However, when Abram and Hagar bore a son, tension in their household heightened. Hagar’s ability to provide Abram a son caused Sarai to look down on her and treat her harshly. Understandably, Hagar fled from Sarai.

In the midst of this turmoil, we are reminded of God’s tender love and care for those who are afflicted. The angel of the Lord encouraged Hagar to return to Abram and Sarai, and even offered her the promise that her descendants would be numerous. It is no coincidence that God named Hagar’s son Ishmael, which means “God hears.” In response to God’s kindness, Hagar “named the Lord who spoke to her: ‘You are El-roi,’ for she said, ‘In this place, have I actually seen the one who sees me?’” God looked after Hagar, just as He does with us, even when we run.

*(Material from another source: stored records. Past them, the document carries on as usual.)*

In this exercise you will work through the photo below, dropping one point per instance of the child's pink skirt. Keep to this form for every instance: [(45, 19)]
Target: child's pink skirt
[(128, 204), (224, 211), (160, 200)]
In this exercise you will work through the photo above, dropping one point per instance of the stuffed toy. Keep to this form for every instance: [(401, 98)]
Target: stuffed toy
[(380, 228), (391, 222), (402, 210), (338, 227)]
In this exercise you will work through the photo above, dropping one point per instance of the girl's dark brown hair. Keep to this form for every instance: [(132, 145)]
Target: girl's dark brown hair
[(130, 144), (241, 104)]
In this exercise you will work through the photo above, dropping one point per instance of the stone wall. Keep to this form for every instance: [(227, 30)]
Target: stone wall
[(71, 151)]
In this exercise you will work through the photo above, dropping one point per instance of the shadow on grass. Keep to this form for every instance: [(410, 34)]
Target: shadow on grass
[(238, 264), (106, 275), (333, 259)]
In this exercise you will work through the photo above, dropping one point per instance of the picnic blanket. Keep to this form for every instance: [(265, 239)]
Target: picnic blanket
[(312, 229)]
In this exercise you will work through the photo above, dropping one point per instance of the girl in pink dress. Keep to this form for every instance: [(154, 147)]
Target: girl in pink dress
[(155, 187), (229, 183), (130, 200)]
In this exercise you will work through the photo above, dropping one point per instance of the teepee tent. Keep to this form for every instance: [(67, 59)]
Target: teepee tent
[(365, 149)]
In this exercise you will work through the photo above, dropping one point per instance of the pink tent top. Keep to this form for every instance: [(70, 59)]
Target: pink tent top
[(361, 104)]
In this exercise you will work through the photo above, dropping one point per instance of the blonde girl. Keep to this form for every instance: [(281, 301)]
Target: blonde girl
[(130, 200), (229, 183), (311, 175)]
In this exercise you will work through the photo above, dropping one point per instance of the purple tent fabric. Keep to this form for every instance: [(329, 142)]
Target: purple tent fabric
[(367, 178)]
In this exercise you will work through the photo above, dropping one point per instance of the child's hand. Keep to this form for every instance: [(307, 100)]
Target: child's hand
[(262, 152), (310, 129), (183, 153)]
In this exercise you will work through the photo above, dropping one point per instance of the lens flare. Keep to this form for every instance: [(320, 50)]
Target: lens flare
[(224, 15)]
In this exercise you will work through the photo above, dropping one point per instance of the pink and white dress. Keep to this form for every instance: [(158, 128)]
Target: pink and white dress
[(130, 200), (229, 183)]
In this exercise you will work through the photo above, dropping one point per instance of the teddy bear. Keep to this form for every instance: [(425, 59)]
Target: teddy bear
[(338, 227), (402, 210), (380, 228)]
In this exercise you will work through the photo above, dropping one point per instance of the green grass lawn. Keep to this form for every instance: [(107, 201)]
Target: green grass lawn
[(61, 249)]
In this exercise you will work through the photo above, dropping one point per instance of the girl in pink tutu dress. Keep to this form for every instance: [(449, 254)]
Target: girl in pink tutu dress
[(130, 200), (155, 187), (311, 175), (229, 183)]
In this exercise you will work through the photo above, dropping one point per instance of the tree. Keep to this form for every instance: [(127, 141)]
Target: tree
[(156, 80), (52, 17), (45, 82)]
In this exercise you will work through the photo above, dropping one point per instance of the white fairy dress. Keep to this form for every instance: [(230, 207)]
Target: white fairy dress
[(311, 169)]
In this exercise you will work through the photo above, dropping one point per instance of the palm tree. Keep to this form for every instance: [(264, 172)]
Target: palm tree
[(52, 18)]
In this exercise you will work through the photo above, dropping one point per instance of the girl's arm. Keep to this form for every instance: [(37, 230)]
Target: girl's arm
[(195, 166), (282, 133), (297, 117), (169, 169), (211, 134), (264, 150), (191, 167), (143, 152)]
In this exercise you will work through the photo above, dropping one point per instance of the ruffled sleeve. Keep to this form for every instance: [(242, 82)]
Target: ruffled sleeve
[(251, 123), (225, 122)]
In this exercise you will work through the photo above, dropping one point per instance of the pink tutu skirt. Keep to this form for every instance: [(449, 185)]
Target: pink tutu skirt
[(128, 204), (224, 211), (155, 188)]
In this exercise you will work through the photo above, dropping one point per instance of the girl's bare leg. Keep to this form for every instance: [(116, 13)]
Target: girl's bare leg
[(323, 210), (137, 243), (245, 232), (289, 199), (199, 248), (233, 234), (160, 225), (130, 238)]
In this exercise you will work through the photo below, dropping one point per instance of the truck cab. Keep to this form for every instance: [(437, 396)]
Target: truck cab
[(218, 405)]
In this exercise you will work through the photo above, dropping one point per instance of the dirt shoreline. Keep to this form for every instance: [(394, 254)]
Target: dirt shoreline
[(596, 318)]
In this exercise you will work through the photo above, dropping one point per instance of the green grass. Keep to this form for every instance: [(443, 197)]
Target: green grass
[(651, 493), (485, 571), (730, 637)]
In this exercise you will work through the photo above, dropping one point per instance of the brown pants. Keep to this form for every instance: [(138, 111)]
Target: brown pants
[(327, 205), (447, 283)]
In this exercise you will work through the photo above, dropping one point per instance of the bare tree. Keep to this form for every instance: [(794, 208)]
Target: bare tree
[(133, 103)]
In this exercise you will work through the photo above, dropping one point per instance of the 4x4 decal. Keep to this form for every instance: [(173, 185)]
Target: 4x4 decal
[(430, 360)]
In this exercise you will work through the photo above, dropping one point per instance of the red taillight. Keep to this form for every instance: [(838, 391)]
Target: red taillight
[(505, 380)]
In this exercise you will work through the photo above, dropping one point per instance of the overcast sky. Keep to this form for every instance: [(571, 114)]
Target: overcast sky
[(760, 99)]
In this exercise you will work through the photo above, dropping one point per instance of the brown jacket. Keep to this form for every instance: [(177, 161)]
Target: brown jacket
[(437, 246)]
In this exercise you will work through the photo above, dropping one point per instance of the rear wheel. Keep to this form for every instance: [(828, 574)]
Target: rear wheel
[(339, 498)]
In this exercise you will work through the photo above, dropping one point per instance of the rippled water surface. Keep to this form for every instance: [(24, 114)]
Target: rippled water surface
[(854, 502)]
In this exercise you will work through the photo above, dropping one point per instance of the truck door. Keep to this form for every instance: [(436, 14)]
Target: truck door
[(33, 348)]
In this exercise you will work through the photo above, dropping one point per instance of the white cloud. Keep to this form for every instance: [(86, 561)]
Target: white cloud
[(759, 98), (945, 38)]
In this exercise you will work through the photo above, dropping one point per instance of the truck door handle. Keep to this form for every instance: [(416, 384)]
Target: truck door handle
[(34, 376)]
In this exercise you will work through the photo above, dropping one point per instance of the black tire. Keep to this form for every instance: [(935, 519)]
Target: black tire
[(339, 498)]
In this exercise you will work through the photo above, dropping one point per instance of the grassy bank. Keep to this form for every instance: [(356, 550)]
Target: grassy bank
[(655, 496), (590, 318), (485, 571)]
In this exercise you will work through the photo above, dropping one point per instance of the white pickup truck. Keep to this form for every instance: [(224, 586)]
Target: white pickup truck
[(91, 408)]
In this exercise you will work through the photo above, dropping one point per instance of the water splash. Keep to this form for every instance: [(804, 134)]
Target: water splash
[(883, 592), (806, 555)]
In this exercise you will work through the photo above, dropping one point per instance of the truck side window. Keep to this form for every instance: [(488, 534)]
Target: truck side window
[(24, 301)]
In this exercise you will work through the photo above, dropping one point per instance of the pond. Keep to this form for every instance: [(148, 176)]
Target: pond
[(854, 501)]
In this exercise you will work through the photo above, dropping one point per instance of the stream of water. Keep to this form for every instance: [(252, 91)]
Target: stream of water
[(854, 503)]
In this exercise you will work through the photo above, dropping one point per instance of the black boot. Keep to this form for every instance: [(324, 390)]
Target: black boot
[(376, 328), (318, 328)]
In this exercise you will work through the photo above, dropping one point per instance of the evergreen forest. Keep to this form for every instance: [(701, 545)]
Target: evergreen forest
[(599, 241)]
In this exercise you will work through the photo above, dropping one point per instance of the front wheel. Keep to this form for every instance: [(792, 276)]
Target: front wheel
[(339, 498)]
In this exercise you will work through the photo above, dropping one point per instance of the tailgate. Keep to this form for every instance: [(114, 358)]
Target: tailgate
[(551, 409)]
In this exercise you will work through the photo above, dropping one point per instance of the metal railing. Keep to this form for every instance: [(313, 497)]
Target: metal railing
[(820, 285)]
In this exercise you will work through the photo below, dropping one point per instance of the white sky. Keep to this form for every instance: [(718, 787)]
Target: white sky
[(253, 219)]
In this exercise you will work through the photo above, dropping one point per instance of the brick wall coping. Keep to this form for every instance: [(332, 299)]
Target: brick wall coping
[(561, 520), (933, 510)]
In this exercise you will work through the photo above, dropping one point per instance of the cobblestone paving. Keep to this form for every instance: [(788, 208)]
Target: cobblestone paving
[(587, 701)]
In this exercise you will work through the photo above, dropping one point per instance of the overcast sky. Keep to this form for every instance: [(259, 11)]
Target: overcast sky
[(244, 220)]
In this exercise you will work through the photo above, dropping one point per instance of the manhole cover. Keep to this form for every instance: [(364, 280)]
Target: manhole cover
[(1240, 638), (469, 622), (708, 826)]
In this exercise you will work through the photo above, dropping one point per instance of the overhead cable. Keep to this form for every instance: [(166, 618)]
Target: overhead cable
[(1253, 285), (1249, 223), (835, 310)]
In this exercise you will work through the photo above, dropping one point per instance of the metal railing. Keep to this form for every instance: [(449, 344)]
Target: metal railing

As I reflect on the story, fleeing from the situation seems like an understandable response; it is difficult to imagine a servant confronting her master. However, we are also reminded by the apostle Paul that we are not to avenge ourselves, but to overcome evil with good (Romans 12:19–21). The foundational belief behind this courageous command is that God sees our situation and knows our anguish. God hears us. God looks after us.

When we want to run from painful situations, we need to remember that God comforts, not by changing the circumstances of our lives, but by changing us through them, and eventually, perhaps even our attitude toward them.

When you are struggling with hardship at the hands of others, remember that God has not abandoned you, but is with you. One day you will look back on your situation and have a powerful reminder that the living God sees you—just as He saw Hagar. Let your perspective stretch beyond your current pain. Remember God’s past mercies, and remember that they are new today and every morning.